Having established the rhodium-catalyzed asymmetric conjugate addition for α,β-unsaturated ketones/esters and nitroalkenes, we turned our focus to investigate α,β-unsaturated γ-lactam substrates.51 The studies showed that the N-Boc protection was crucial for this conjugate addition because protection with either benzyl or the 4-methoxyphenyl group led to inseparable alkene by-products, which were generated through Mizoroki–Heck type coupling with aryl boronic acids. As shown in Scheme 31, a series of arylboronic acids successfully reacted with the N-Boc protected α,β-unsaturated γ-lactam 62 under optimal conditions, providing the corresponding adducts 63 in high yields and with excellent enantioselectivities (97–99% ee). The steric properties of arylboronic acids had little effect on the performance of the addition. However, electron-withdrawing groups (4-CF3, 4-Cl, 4-Br) at the phenyl ring of boronic acids led to a significant drop in the reaction yields in spite of excellent enantioselectivities. Fortunately, this issue was solved by switching the additive from Et3N to KHF2, which could dramatically shorten the reaction time and thus improved the yields from 56–78% to >97%. This transformation provided a facile access of chiral γ-lactams, which could be applied in the synthesis of the GABAB receptor agonist (R)-baclofen and the antidepressant (R)-rolipram.
Compared with arylboron reagents, the use of alkenylboron reagents is much less examined for the rhodium-catalyzed asymmetric conjugate addition.52 Although many groups reported the addition of alkenylboron reagents to simple α,β-unsaturated ketones,53 their addition to α,β-unsaturated amides remains unexplored. Encouraged by the performance of our diene ligands in the conjugate addition to N-Boc protected α,β-unsaturated γ-lactam, we turned our focus to extend arylboron reagents to alkenylboron reagents. Due to the low stability of alkenylboronic acids, we chose to apply potassium alkenyltrifluoroborates in the rhodium-catalyzed conjugate addition (Scheme 32).54 For the γ-lactam substrate 64 (n = 1), the reactions with a variety of alkenyltrifluoroborates all afforded excellent enantioselectivities (97–99% ee), but the reaction yields were dependent on both steric and electronic properties of alkenyltrifluoroborates. The reactions with more substituted alkenyltrifluoroborates or electron-rich alkenyltrifluoroborates generally led to higher yields. For the δ-lactam substrate 64 (n = 2), the enantioselectivities were slightly lower (91–94% ee) while the yields remained high. In addition to the reactions with α,β-unsaturated lactams, alkenyltrifluoroborates could react with cyclic α,β-unsaturated ketones and esters 66. In the case of the cyclic α,β-unsaturated esters (lactones), the combination of dioxane and KF turned out to be better than toluene and Et3N system.
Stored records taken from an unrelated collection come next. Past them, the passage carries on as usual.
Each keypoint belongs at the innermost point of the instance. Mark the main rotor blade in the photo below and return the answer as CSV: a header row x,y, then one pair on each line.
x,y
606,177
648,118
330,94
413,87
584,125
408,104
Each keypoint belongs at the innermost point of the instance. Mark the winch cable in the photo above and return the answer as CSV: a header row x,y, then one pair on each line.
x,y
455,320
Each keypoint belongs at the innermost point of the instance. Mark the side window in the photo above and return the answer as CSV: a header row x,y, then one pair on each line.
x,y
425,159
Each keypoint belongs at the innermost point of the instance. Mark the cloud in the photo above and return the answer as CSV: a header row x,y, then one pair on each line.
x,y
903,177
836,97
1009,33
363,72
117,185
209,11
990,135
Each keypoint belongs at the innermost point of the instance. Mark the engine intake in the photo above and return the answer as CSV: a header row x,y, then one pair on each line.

The synthetic application of this asymmetric transformation was demonstrated by the total synthesis of (−)-α-kainic acid, an alkaloid natural product first isolated in 1953 from the Japanese marine algae Digenea simplex.55 As shown in Scheme 33, the reaction of γ-lactam with potassium 1-methylvinyltrifluoroborate, by the catalysis of the rhodium-(R,R)-diene complex, afforded the desired conjugate adduct 68 in 82% yield and with 99% ee. Its subsequent alkylation exclusively gave the trans-isomer 69, which was isomerized to cis-isomer 70 through a thermodynamic protonation process. Further manipulations of the amide functional group, through the reaction of an aminal intermediate 71 with TMSCN and a subsequent basic hydrolysis, completed the total synthesis of (−)-α-kainic acid.
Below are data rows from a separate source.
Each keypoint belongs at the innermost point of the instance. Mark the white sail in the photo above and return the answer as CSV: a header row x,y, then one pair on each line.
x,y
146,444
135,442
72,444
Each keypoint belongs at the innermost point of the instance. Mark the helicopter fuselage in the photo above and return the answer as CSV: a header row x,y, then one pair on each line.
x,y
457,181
X-ray crystallography of two Pd–diene complexes was obtained by coordination with diphenyl- and di(3,5-dimethylphenyl)-substituted dienes. A structural analysis confirms that our cis-fused bicyclic diene skeleton creates a wedge shape, providing an excellent chiral environment to coordinate with PdCl2, which is quite similar to the Rh–diene complexes.41 A detailed comparison of the bond lengths and angles between free dienes and the corresponding Pd-complexes in the X-ray crystallography was conducted through a Dewar–Chatt–Duncanson model. The length of double bond in the complexes (1.37–1.38 Å) is longer than that in the corresponding free ligand (1.32 Å), indicating an sp3 characteristic after binding with PdCl2. In addition, the dihedral angle of the bicyclic diene unit shrinks (88–91° versus 107°) and creates a bite angle (85–86°) after binding with palladium. The dihedral angle in di(3,5-dimethylphenyl)-substituted diene complex (87.6°) is slightly smaller than that in the diphenyl-substituted diene complex (90.8°), indicating that the di(3,5-dimethylphenyl)-substituted diene results in stronger chelating affinity with PdCl2. The mechanism of this palladium–diene catalyzed asymmetric Suzuki–Miyaura cross-coupling was investigated using electrospray ionization mass spectrometry (ESI-MS/MS).58 In all detected palladium species, the diene ligand was firmly associated with palladium, explaining the high enantioselectivities for this asymmetric transformation.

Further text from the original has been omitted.